We report investments in unconsolidated entities over whose operating and financial policies we have the ability to exercise significant influence under the equity method of accounting. We are not required to consolidate these entities because our joint venture partners have significant participating rights, nor are these entities considered VIEs, as they are controlled by equity holders with sufficient capital. At September 30, 2019, we had a 25% interest in a joint venture that has a majority ownership in six properties, excluding properties under development. We account for our interests in real estate joint ventures, as well as our 34% interest in Atria, 34% interest in Eclipse Senior Living (“ESL”) and 9.8% interest in Ardent, which are included within other assets on our Consolidated Balance Sheets, under the equity method of accounting.

Our 34% ownership interest in Atria entitles us to customary rights and minority protections, including the right to appoint two of six members to the Atria Board of Directors.

Our 34% ownership interest in ESL entitles us to customary rights and minority protections, including the right to appoint two of six members to the ESL Board of Directors. ESL management owns the 66% controlling interest.

Our 9.8% ownership interest in Ardent entitles us to certain rights and minority protections, as well as the right to appoint one of 11 members on the Ardent Board of Directors.

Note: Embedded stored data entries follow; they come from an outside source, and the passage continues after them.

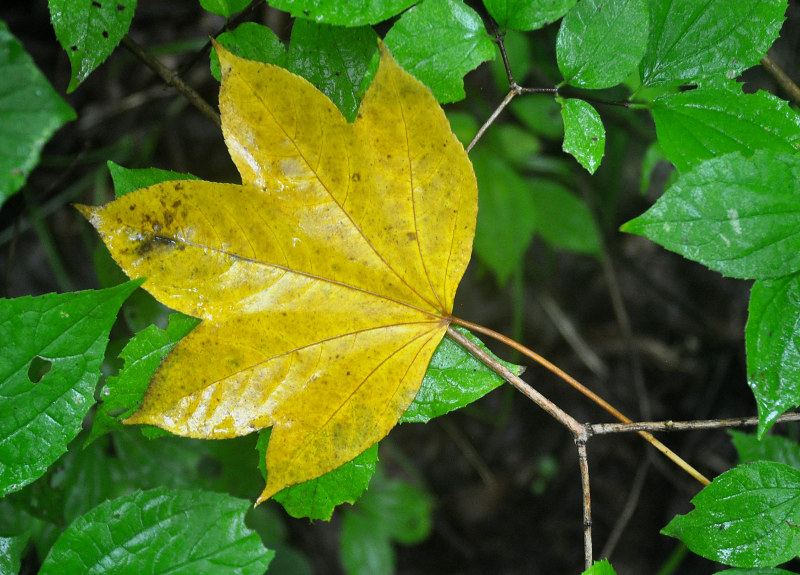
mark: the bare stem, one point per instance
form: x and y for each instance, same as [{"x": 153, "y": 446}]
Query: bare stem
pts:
[
  {"x": 782, "y": 78},
  {"x": 583, "y": 462},
  {"x": 639, "y": 426},
  {"x": 171, "y": 78}
]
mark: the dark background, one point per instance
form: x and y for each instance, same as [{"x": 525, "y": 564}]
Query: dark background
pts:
[{"x": 503, "y": 475}]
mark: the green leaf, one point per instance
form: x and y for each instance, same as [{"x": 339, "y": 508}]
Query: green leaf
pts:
[
  {"x": 161, "y": 531},
  {"x": 11, "y": 550},
  {"x": 601, "y": 42},
  {"x": 439, "y": 41},
  {"x": 455, "y": 378},
  {"x": 564, "y": 220},
  {"x": 127, "y": 180},
  {"x": 252, "y": 41},
  {"x": 527, "y": 14},
  {"x": 89, "y": 30},
  {"x": 30, "y": 112},
  {"x": 316, "y": 499},
  {"x": 769, "y": 448},
  {"x": 123, "y": 393},
  {"x": 334, "y": 59},
  {"x": 38, "y": 419},
  {"x": 600, "y": 568},
  {"x": 508, "y": 214},
  {"x": 701, "y": 124},
  {"x": 584, "y": 134},
  {"x": 772, "y": 342},
  {"x": 353, "y": 13},
  {"x": 224, "y": 8},
  {"x": 691, "y": 41},
  {"x": 390, "y": 510},
  {"x": 747, "y": 517},
  {"x": 736, "y": 215}
]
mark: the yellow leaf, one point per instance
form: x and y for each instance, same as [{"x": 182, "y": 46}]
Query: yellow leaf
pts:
[{"x": 325, "y": 281}]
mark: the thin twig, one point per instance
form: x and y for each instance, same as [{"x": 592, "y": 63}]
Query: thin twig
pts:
[
  {"x": 782, "y": 78},
  {"x": 551, "y": 408},
  {"x": 171, "y": 78},
  {"x": 639, "y": 426},
  {"x": 583, "y": 462}
]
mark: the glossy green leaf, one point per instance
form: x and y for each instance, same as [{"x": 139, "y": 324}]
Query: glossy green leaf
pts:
[
  {"x": 769, "y": 448},
  {"x": 11, "y": 550},
  {"x": 772, "y": 342},
  {"x": 701, "y": 124},
  {"x": 527, "y": 14},
  {"x": 601, "y": 42},
  {"x": 564, "y": 220},
  {"x": 508, "y": 214},
  {"x": 127, "y": 180},
  {"x": 30, "y": 111},
  {"x": 316, "y": 499},
  {"x": 600, "y": 568},
  {"x": 123, "y": 393},
  {"x": 439, "y": 41},
  {"x": 333, "y": 58},
  {"x": 584, "y": 134},
  {"x": 89, "y": 30},
  {"x": 161, "y": 531},
  {"x": 747, "y": 517},
  {"x": 691, "y": 40},
  {"x": 455, "y": 378},
  {"x": 391, "y": 510},
  {"x": 252, "y": 41},
  {"x": 225, "y": 8},
  {"x": 352, "y": 13},
  {"x": 38, "y": 419},
  {"x": 734, "y": 214}
]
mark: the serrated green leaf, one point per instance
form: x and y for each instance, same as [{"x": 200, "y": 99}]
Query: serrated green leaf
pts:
[
  {"x": 508, "y": 214},
  {"x": 600, "y": 568},
  {"x": 734, "y": 214},
  {"x": 701, "y": 124},
  {"x": 123, "y": 393},
  {"x": 390, "y": 510},
  {"x": 439, "y": 41},
  {"x": 527, "y": 14},
  {"x": 769, "y": 448},
  {"x": 772, "y": 342},
  {"x": 455, "y": 378},
  {"x": 252, "y": 41},
  {"x": 691, "y": 41},
  {"x": 746, "y": 517},
  {"x": 584, "y": 134},
  {"x": 564, "y": 220},
  {"x": 11, "y": 549},
  {"x": 31, "y": 112},
  {"x": 89, "y": 30},
  {"x": 336, "y": 12},
  {"x": 127, "y": 180},
  {"x": 601, "y": 42},
  {"x": 38, "y": 420},
  {"x": 161, "y": 531},
  {"x": 333, "y": 58},
  {"x": 224, "y": 8},
  {"x": 316, "y": 499}
]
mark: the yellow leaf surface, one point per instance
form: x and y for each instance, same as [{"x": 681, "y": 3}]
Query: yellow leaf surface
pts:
[{"x": 325, "y": 281}]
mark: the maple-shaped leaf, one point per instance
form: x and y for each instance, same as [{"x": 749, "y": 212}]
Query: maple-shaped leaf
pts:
[{"x": 324, "y": 282}]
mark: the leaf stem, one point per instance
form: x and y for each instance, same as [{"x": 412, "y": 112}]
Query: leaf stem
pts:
[
  {"x": 557, "y": 412},
  {"x": 171, "y": 78}
]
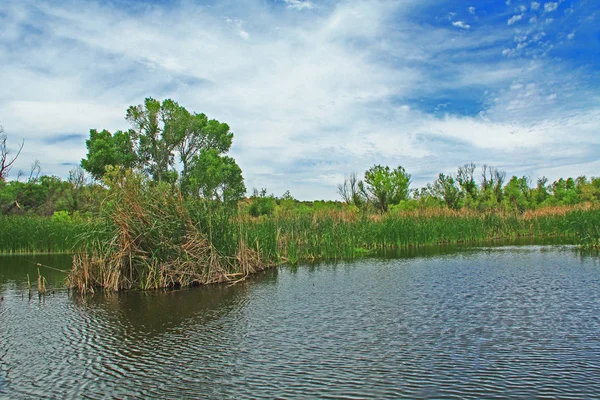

With the exception of our interests in Atria, ESL and Ardent, we provide various services to unconsolidated entities in exchange for fees and reimbursements. Total management fees earned in connection with these entities were $0.9 million and $1.1 million for the three months ended September 30, 2019 and 2018, respectively, and $2.5 million and $5.1 million for the nine months ended September 30, 2019 and 2018, respectively, which is included in office building and other services revenue in our Consolidated Statements of Income.

In March 2018, we recognized an impairment charge of $35.7 million relating to one of our equity investments in an unconsolidated real estate joint venture consisting principally of SNFs, which is recorded in loss from unconsolidated entities in our Consolidated Statements of Income. We completed the sale of our 25% interest to our joint venture partner in July 2018.